What you need to know
- Last week, the world woke up to a global digital pandemic that was caused by a faulty CrowdStrike driver that negatively impacted Microsoft services.
- Dave Plummer, a former Microsoft Windows developer, has shared a YouTube video breaking down intricate details about the global IT outage.
- Plummer believes the outage was caused by null bytes in the driver's dynamic data file.
Last week on Friday, the world woke up to what experts are now referring to as the "biggest IT outage the world has ever seen." The massive outage caused by a faulty CrowdStrike kernel driver impacted approximately 8.5 million Windows devices.
The digital pandemic affected Microsoft services, including networking and cloud computing. The dreadful Blue Screen of Death (BSoD) error characterized the issue. Microsoft and CrowdStrike consequently issued statements indicating that they'd fixed the problem, but it would take time for the services to be fully restored.
Microsoft recommended restarting devices up to 15 times, to expedite the restoration of the services. We've gotten different accounts explaining the root cause of the widespread global IT outage from Microsoft and CrowdStrike officials.
Dave Plummer (aka Dave's Garage), is a former Microsoft software engineer well-known for his contributions across the Windows ecosystem, including adding ZIP file support and more. He recently shared a YouTube video explaining the digital pandemic caused by CrowdStrike.
For context, Plummer's work as a Windows Developer at Microsoft involved debugging BSoD errors, though he admits CrowdStrike's outage was different. Interestingly, Plummer added that he was traveling in New York amidst the chaos, leaving him stranded at the airport.
While Plummer states the process of debugging BSoD errors was straightforward, he refers to issues affecting the kernel driver as "the hardest to sort out." He further indicated that the kernel operating system uses a ring system to bifurcate code into two distinct types of kernel modes for the operating, including kernel mode for the operating system and user mode that facilitates the running of software applications.
Kernel mode is more privileged and has access to the entire system memory map and what's in memory on any physical page. On the other hand, user mode only has access to the memory map pages that the kernel wants you to see. It is also worth noting that when the application code crashes, the application crashes, too. Whereas, when the kernel mode crashes, the entire system crashes — which is why users encounter the dreadful BSoD error.
Plummer notes that this isn't specific to the Windows operating system, but a general protective measure across all modern systems, including Linux and Apple's macOS. This is where CrowdSrike's Falcon security service comes in. It helps keep malware at bay and offers robust protection for servers. It's worth noting that the service operates in kernel mode. It monitors and analyzes how an application runs in case of attacks, since it has access to system data structures and services.
Why was Windows part of the chaos?
Running code in kernel mode is no easy feat. For context, Microsoft offers the WHQL (Windows Hardware Quality Labs) certification in such instances as proof that the drivers have undergone testing and have been certified to run on Windows. The tech giant only issues the digital certificate after running tests. However, it only remains valid as long as no alterations are made to the driver after testing.
CrowdStrike aims to keep Falcon updated with the latest security features to keep up with sophisticated attacks. In essence, this would require the company to create a new driver for each update, which would also mean new WHQL certification for the driver. With the rapid changes and prompt deployment of attacks, this wouldn't be feasible, as the turnaround time could take weeks.
As a bypass to this issue, CrowdStrike features dynamic definition files that the driver can process without necessarily being part of the initial driver package. This way, the company can avoid the long certification and testing processes and still be able to ship new updates to counter potential threats to the system.
However, the approach isn't entirely smooth. The dynamic files are complete programs written in code that the driver can execute and run unsigned code in kernel mode and run. The driver remains the same and doesn't warrant fresh certification, new updates change its operation which in turn presents security threats.

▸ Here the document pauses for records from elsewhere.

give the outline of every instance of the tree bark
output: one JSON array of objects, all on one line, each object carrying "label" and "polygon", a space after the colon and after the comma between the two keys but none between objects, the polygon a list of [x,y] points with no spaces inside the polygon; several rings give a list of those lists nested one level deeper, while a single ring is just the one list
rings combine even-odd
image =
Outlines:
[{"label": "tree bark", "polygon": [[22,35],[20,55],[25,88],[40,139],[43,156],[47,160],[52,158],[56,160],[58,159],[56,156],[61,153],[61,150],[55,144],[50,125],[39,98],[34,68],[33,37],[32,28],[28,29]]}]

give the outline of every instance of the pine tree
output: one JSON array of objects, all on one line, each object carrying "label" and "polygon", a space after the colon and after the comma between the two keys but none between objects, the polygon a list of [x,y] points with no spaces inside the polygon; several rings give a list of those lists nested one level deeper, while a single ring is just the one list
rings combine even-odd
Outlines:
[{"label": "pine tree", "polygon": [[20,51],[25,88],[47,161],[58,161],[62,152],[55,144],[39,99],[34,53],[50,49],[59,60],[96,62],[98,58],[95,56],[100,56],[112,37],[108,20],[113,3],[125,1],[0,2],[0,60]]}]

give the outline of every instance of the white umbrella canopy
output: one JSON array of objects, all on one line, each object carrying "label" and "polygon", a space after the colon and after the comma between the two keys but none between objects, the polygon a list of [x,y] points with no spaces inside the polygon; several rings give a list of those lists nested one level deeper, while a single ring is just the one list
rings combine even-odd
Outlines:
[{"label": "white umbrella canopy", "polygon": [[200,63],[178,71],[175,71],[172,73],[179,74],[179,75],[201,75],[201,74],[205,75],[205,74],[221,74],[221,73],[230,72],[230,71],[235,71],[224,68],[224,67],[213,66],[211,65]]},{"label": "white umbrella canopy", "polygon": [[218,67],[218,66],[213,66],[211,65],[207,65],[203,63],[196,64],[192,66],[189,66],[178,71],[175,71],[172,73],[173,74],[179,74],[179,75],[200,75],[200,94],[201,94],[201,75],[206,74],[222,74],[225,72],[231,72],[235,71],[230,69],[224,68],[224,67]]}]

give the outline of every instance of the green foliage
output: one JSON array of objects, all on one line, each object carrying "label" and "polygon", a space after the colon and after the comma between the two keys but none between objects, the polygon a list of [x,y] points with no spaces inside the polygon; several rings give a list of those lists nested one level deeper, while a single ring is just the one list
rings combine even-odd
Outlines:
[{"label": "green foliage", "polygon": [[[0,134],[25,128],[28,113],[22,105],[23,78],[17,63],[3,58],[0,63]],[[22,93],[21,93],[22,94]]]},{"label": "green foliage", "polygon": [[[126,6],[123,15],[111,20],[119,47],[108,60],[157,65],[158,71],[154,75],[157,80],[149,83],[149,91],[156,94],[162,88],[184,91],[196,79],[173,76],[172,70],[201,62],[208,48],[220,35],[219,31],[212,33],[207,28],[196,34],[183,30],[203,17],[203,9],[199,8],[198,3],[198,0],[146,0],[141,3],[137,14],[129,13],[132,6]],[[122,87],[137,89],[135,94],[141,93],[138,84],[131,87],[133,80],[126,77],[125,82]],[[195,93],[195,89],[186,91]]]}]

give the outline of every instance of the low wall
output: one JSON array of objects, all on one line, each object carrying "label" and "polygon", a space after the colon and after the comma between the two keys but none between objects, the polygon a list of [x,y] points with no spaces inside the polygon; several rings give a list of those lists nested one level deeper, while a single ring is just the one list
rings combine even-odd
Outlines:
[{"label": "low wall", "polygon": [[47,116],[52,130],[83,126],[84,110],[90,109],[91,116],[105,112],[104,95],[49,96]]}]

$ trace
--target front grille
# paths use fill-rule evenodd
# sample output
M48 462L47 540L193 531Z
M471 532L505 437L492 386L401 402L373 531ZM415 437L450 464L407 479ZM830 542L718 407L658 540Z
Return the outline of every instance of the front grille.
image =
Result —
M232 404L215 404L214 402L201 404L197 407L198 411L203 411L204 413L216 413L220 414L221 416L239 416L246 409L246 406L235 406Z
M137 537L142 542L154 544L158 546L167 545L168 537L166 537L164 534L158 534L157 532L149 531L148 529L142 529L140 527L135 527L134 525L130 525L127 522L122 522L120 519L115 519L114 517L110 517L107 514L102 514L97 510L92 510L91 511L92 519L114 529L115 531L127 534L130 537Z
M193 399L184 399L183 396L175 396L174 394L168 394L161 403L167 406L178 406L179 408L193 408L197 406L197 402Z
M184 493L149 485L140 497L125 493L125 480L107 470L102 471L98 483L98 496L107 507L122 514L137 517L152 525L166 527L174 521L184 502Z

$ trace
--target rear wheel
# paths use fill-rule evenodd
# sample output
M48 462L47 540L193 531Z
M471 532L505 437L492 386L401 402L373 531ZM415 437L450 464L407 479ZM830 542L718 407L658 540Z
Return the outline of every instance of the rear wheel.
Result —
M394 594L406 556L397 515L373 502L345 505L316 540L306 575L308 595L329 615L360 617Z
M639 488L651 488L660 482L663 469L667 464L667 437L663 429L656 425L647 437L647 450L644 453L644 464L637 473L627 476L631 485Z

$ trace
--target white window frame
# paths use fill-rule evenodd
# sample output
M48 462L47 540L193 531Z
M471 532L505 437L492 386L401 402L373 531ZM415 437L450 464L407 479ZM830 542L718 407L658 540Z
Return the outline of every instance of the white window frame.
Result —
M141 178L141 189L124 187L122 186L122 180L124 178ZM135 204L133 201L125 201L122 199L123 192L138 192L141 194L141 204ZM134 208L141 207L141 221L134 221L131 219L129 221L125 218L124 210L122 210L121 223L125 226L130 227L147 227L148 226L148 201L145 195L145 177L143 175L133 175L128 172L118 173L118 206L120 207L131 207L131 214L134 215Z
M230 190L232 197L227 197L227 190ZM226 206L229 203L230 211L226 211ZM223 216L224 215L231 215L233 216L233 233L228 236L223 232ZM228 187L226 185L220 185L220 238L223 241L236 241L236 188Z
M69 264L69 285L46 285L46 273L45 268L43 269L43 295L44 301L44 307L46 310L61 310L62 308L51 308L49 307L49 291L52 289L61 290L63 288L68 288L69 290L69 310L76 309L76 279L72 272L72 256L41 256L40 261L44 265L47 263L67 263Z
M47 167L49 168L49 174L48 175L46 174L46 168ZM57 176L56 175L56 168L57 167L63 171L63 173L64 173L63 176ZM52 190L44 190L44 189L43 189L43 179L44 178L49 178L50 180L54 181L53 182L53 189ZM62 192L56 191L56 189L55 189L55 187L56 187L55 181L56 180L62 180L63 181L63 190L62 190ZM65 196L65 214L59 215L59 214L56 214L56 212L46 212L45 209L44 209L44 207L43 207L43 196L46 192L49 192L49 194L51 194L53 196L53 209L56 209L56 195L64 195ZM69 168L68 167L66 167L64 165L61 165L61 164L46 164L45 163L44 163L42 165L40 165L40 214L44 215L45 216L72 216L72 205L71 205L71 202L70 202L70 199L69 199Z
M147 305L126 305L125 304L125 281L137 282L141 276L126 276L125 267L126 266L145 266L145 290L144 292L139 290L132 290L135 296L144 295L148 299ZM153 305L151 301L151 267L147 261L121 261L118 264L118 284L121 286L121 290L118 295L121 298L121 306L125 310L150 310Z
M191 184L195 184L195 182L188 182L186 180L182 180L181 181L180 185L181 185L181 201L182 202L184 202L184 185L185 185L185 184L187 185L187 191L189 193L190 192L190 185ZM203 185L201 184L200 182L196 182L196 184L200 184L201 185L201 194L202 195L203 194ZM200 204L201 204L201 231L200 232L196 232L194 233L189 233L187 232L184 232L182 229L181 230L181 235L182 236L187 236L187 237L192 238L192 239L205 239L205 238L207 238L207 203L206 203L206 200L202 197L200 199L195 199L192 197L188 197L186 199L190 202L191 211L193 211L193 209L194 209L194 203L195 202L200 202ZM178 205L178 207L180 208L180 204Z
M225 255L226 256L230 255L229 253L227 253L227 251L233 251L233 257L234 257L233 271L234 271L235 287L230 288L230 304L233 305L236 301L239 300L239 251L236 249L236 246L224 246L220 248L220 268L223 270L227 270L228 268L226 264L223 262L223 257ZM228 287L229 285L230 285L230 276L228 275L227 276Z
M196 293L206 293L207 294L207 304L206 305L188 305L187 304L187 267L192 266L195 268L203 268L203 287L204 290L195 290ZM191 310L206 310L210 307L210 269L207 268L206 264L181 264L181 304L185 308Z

While reports indicate the service crashed because of an invalid memory reference, Plummer suggests the issue could've been caused by null bytes in the dynamic data file. During the massive global IT outage, concerned users threw Microsoft under the bus (though subsequent reports confirmed that the company wasn't behind the digital pandemic).
The Windows operating system ships with many features designed to handle such issues, including booting with the last known good configuration. However, CrowdStrike's driver is marked as a boot driver. For context, boot drivers are crucial when restarting the operating system. Therefore, CrowdStrike's driver may be designated as a boot driver to protect Windows devices — hence the persistent BSoD error reports.